Pero la primera fila de los invitados puso de manifiesto uno de los principales desafíos que enfrentará el nuevo mandatario paquistaní. Allí estaba el presidente de la vecina Afganistán, Hamid Karzai, cuyo gobierno acusa a Pakistán no sólo de no actuar contra los milicianos del Talibán que acampan en la frontera común, sino incluso de estar confabulado con los rebeldes.

''Estamos en el ojo de la tormenta'', dijo Zardari en una conferencia de prensa conjunta con Karzai más adelante el mismo día. ''Considero eso como una oportunidad. Me propongo asumirlo y convertirlo en nuestra fortaleza. Me propongo lograr que el mundo nos acompañe para desarrollar el futuro de Pakistán y también cambiar el futuro de nuestros vecinos''.

Karzai afirmó que la nueva etapa democrática de Pakistán era buen augurio para ambos países y que encontraba elementos en común con Zardari.

''Por cada paso que des en la guerra contra el terrorismo para imponer la paz en ambos países, para brindar la estabilidad a las dos naciones, Afganistán dará muchos, muchos pasos contigo'', agregó.

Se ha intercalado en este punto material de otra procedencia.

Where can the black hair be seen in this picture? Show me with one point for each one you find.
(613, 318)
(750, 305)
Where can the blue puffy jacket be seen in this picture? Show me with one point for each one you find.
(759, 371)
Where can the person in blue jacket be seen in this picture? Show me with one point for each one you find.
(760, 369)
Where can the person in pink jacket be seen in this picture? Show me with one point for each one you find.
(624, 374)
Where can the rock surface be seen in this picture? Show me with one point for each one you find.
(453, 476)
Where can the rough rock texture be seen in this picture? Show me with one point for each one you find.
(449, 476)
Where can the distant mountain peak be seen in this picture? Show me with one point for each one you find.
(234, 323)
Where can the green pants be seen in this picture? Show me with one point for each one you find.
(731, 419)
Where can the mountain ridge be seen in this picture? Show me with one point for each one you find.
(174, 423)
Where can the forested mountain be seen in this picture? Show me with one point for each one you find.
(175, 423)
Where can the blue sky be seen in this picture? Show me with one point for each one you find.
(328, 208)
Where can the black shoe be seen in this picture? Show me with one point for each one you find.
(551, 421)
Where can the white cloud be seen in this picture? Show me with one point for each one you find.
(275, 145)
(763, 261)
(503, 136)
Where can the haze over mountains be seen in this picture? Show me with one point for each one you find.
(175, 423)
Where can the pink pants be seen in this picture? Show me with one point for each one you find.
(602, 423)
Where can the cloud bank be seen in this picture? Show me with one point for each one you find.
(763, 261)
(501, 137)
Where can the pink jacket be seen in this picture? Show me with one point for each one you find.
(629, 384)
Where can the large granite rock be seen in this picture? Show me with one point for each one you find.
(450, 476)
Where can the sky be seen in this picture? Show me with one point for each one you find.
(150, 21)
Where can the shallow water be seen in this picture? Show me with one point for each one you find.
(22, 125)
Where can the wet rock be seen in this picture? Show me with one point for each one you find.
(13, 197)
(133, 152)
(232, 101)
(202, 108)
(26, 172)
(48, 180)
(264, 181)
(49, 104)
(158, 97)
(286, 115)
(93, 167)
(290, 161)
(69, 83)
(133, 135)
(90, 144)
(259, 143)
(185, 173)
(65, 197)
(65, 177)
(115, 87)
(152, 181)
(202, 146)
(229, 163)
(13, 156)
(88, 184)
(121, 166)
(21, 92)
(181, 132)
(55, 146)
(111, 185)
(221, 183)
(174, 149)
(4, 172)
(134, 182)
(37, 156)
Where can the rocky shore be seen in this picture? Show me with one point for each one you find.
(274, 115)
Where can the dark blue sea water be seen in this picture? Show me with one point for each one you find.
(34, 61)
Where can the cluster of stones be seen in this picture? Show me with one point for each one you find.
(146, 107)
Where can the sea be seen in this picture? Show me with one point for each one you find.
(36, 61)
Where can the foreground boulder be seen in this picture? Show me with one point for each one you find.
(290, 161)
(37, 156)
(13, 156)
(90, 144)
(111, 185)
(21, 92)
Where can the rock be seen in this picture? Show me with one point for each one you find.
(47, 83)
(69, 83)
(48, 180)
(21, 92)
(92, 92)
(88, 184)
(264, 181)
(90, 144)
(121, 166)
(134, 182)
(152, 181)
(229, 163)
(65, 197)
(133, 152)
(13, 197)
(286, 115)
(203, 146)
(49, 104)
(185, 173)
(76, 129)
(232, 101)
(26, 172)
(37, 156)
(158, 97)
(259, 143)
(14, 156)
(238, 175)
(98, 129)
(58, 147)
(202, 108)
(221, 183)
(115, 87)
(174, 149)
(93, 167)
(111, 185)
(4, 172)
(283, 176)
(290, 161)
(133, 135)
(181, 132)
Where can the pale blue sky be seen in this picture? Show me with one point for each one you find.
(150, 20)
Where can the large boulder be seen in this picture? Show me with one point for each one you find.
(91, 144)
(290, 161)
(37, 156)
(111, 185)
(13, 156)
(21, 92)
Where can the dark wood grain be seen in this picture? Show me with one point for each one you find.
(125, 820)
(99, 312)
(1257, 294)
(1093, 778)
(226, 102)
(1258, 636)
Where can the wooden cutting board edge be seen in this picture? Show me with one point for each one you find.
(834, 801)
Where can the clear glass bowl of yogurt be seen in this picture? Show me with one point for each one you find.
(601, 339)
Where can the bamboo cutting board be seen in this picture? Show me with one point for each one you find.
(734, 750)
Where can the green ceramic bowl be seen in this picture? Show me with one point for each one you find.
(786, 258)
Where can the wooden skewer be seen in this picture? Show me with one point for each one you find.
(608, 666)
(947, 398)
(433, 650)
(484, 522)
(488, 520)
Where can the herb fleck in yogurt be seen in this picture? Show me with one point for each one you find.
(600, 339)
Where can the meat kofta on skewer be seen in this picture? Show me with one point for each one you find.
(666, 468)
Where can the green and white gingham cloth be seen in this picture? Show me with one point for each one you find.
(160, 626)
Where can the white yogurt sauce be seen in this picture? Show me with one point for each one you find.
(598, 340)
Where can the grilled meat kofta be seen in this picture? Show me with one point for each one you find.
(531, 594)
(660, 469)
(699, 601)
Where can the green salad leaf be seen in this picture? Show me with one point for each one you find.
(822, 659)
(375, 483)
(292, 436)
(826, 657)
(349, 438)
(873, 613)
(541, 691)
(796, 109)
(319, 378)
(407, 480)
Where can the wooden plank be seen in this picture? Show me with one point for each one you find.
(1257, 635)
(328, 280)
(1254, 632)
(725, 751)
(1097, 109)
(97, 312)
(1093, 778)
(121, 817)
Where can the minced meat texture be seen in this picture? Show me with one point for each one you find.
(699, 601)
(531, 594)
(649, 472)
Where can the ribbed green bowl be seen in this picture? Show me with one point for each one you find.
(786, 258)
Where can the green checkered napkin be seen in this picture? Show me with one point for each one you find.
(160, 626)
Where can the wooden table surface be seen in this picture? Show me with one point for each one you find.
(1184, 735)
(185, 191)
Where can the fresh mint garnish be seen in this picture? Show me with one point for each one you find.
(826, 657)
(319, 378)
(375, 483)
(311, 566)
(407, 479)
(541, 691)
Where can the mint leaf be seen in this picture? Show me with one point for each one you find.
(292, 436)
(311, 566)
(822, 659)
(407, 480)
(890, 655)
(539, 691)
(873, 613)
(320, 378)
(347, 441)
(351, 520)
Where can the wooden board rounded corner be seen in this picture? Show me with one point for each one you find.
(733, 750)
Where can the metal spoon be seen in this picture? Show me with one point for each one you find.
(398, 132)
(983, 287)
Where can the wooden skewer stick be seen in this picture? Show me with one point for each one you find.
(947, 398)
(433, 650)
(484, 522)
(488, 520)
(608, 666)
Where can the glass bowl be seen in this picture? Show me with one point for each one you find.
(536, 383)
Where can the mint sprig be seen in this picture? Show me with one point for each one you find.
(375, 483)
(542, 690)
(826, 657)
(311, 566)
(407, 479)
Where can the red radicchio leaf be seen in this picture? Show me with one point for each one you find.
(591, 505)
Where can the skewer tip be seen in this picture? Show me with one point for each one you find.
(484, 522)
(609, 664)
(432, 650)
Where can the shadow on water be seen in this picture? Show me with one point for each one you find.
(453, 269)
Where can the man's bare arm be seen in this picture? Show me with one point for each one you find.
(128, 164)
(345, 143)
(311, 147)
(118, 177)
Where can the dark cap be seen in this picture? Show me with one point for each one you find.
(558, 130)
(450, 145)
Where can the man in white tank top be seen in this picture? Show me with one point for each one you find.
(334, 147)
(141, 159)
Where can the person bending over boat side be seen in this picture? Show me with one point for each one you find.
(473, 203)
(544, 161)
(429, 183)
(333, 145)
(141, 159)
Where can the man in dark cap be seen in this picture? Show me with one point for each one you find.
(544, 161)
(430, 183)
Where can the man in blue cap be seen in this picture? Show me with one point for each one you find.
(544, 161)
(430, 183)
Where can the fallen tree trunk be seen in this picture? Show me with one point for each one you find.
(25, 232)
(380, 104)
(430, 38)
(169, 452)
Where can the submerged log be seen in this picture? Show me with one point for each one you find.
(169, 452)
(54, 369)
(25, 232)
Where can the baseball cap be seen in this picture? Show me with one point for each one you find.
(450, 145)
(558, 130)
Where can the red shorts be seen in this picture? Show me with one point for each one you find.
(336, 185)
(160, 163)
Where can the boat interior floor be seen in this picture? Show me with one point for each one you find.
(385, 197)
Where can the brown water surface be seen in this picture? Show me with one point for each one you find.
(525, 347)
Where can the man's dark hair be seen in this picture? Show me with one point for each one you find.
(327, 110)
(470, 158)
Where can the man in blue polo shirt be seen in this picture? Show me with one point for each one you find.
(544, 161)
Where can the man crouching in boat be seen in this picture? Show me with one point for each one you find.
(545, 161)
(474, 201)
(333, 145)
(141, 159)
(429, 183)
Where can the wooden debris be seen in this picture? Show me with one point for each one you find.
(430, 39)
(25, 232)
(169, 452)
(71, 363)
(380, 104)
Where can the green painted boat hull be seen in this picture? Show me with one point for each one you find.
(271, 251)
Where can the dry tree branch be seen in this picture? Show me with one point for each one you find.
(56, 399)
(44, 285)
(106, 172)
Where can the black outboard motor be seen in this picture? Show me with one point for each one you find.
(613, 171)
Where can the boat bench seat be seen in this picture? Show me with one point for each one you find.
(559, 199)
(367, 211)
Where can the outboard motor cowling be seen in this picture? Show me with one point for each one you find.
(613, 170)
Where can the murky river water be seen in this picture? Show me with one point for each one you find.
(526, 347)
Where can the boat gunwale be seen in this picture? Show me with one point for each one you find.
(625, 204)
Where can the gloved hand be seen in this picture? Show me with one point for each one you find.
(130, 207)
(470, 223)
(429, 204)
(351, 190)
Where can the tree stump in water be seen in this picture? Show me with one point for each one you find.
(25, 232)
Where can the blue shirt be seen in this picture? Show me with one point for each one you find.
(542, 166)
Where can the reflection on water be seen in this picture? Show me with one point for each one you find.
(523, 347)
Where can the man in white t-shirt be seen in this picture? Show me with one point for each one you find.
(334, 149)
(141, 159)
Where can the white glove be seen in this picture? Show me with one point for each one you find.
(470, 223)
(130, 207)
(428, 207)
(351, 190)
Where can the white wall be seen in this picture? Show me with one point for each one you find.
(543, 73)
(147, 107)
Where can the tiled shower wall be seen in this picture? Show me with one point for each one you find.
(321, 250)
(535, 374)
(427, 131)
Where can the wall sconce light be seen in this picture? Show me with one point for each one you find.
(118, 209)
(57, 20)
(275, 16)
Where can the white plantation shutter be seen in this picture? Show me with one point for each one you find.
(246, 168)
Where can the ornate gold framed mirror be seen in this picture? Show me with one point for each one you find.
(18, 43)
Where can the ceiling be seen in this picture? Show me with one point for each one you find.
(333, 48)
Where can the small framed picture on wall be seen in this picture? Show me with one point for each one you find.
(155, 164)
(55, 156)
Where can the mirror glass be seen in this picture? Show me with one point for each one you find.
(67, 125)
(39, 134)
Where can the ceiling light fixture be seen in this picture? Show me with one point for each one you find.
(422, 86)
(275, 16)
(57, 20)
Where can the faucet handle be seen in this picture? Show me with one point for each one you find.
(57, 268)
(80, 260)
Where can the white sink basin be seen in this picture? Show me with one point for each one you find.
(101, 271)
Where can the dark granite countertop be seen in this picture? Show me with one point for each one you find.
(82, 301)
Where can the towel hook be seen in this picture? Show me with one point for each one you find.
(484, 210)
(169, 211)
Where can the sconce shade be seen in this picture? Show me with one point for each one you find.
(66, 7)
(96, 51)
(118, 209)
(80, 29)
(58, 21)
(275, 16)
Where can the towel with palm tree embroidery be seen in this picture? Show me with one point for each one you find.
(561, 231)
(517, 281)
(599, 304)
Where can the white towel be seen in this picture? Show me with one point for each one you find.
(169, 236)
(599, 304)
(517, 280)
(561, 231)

La asunción de Zardari completa el regreso a Pakistán de un gobierno civil casi nueve años después de que Musharraf, entonces jefe del ejército, tomó el poder en un golpe de estado incruento.

Estados Unidos dependió en gran medida de Musharraf para matar o capturar a los jefes de al-Qaida que organizaron los ataques terroristas del 2001 a Estados Unidos y que huyeron a Afganistán después que la invasión encabezada por los estadounidenses derribó a sus aliados del Talibán.

Sin embargo el Talibán resurgió durante el régimen de Musharraf, y los jefes de al-Qaida Osama bin Laden y Ayman al-Zawahri siguen prófugos, probablemente en algún sitio en la anárquica región fronteriza.

Zardari ha pronunciado declaraciones enérgicas contra el extremismo islámico y el ejército dice que ha matado a centenares de rebeldes en operaciones en varios sectores del noroeste.

El Talibán paquistaní ha respondido con una serie de ataques suicidas, incluyendo uno en la ciudad de Peshawar que dejó 35 muertos el sábado, el mismo día de la elección presidencial por parte de los legisladores.